The random_state=42 argument makes the split reproducible. Using stratify=y is a good habit — it ensures the class distribution in the training and test sets mirrors the original data, which matters when classes are imbalanced.

What is class imbalance?

A dataset is imbalanced when one class appears far more often than another — for example, 950 legitimate transactions and 50 fraudulent ones in a fraud detection dataset. Without stratify=y, a random split might send all 50 fraud cases into training with none in the test set, or vice versa, making evaluation meaningless. With stratify=y, scikit-learn ensures each split reflects the original class ratio. Iris is balanced (50 samples per species), so this doesn't affect the numbers here — but on real-world data it often matters a great deal.

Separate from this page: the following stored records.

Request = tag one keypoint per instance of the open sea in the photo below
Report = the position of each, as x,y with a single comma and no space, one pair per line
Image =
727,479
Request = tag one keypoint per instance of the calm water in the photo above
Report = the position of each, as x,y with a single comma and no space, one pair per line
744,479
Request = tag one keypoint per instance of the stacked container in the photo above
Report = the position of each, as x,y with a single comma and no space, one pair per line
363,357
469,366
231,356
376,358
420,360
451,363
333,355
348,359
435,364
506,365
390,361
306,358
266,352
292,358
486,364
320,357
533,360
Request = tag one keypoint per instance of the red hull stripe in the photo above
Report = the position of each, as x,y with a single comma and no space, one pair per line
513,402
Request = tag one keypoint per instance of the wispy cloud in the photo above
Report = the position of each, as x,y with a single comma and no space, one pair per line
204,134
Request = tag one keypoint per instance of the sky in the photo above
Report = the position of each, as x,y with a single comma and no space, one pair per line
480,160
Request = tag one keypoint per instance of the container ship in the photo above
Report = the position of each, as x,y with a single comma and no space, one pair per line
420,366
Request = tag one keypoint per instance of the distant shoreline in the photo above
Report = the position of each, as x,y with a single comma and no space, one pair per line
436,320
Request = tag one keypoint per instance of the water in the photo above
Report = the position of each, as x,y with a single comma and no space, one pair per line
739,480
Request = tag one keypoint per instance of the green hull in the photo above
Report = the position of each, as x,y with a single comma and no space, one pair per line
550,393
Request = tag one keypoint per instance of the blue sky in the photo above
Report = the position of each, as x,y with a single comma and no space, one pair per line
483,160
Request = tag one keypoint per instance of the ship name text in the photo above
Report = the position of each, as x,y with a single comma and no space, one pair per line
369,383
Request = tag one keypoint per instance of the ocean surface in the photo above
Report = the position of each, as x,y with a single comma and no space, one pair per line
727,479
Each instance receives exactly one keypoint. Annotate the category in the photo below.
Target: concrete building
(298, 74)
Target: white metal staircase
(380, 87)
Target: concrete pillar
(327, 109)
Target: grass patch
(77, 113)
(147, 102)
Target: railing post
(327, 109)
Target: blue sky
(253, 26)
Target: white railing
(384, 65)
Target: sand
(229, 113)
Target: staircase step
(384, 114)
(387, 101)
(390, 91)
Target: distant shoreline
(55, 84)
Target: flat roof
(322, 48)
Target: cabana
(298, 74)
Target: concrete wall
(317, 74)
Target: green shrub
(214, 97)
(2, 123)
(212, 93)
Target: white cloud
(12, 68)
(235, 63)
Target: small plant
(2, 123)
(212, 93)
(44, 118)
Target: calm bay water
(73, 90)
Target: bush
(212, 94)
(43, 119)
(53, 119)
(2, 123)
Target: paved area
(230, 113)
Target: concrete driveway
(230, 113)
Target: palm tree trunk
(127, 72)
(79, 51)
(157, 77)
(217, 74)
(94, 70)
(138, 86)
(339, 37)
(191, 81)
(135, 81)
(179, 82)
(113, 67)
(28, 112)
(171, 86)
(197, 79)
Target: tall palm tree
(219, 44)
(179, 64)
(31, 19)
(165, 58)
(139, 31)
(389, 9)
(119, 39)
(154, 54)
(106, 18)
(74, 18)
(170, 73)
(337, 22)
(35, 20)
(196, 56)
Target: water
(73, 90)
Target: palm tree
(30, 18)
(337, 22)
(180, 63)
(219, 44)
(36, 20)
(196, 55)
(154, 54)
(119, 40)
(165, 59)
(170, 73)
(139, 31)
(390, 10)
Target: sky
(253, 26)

Now train a K-Nearest Neighbors (KNN) classifier. KNN is a great starting point because it's conceptually simple: to classify a new sample, it looks at the K closest training samples and takes a majority vote.

from sklearn.neighbors import KNeighborsClassifier
 
knn = KNeighborsClassifier(n_neighbors=3)
 
knn.fit(X_train, y_train)
 
y_pred = knn.predict(X_test)
 
print("Predictions:", y_pred)
print("Actual:     ", y_test)

The entire scikit-learn API follows the same three-step pattern: instantiate the model, fit it on training data, then predict on new data. Once you learn this pattern with KNN, it transfers to every other algorithm in the library.

Pause & Reflect

KNN finds the K nearest neighbors and takes a majority vote. Before tuning K, ask yourself: what does "nearest" actually mean mathematically here — and what would happen to that calculation if one feature was measured in centimeters while another was measured in kilometers?

Try it — drag the slider and watch how K affects accuracy

n_neighbors = 3

Train accuracy97%

Test accuracy93%

good generalization — train/test gap is small

How do you choose the right value for K?

The examples here use n_neighbors=3, but that number is not special. K is a hyperparameter — a setting you choose before training, not something the algorithm learns from data. The value you pick has a real effect on how your model behaves.

A small K (like 1 or 2) makes the model very sensitive to individual data points, including noise. It tends to fit the training data tightly but generalize poorly to new samples — that's overfitting. A large K smooths out those local quirks but can push the decision boundary in the wrong direction if K grows too large relative to your dataset — that's underfitting. The goal is somewhere in between.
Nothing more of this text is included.